Dario forced himself to ask the question. “Is he yours?”
“No.”
The word was like a stone hurled from a great height, and it landed between them with the force of too much gravity. Dario was surprised the roof deck didn’t buckle beneath them with the wallop of it. He was surprised he didn’t.
Dante looked stricken and fierce at once. “No. I never touched Anais, Dario. I never laid a single finger on her. I never would.”
And Dario realized that he’d known this, on some level. He must have known this, or he wouldn’t have turned and walked away. He wouldn’t have cut Dante and Anais off so completely, leaving them no recourse, if he’d thought they’d really cheated on him, because why would he have cared what they said then? And he certainly wouldn’t have thrown his revenge aside, ignored the way she’d deliberately aired their private business in the papers, all for the sake of a few family dinners. Not if he’d truly believed she was trying to foist off his brother’s child on him.
Because there was only one way Anais could be so sure Damian was Dario’s. Beyond a shadow of a doubt. Only one explanation.
This was what she’d meant, he understood now. This was what she couldn’t live with. It wasn’t only that he’d believed the worst of her.

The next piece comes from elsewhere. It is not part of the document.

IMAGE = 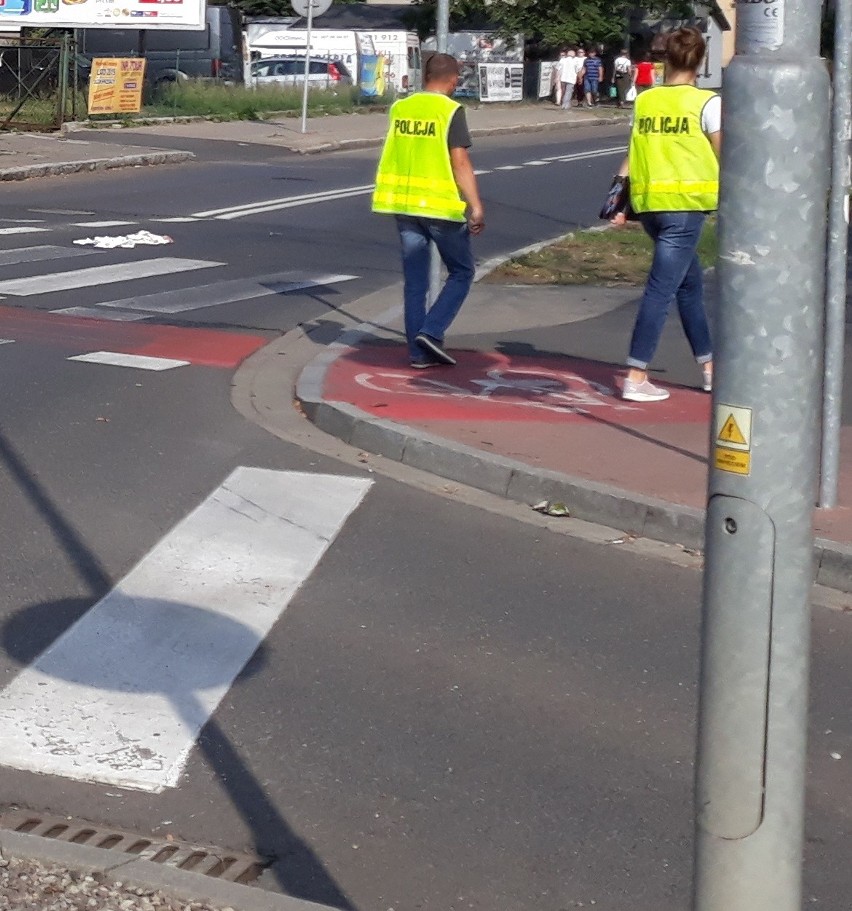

It was that he must have been looking for something hideous to believe about her as his way out, because look how quickly he’d taken it. Look what damage he’d done.
What he didn’t know was why.
“You let me believe otherwise,” he said now to the twin who was the lost part of him. How had he pretended all this time that he was whole when that was laughable at best? He didn’t care that his voice was too thick. “Deliberately.”
Dante moved then, closing the distance between them to stand nearer to Dario at the deck’s rail.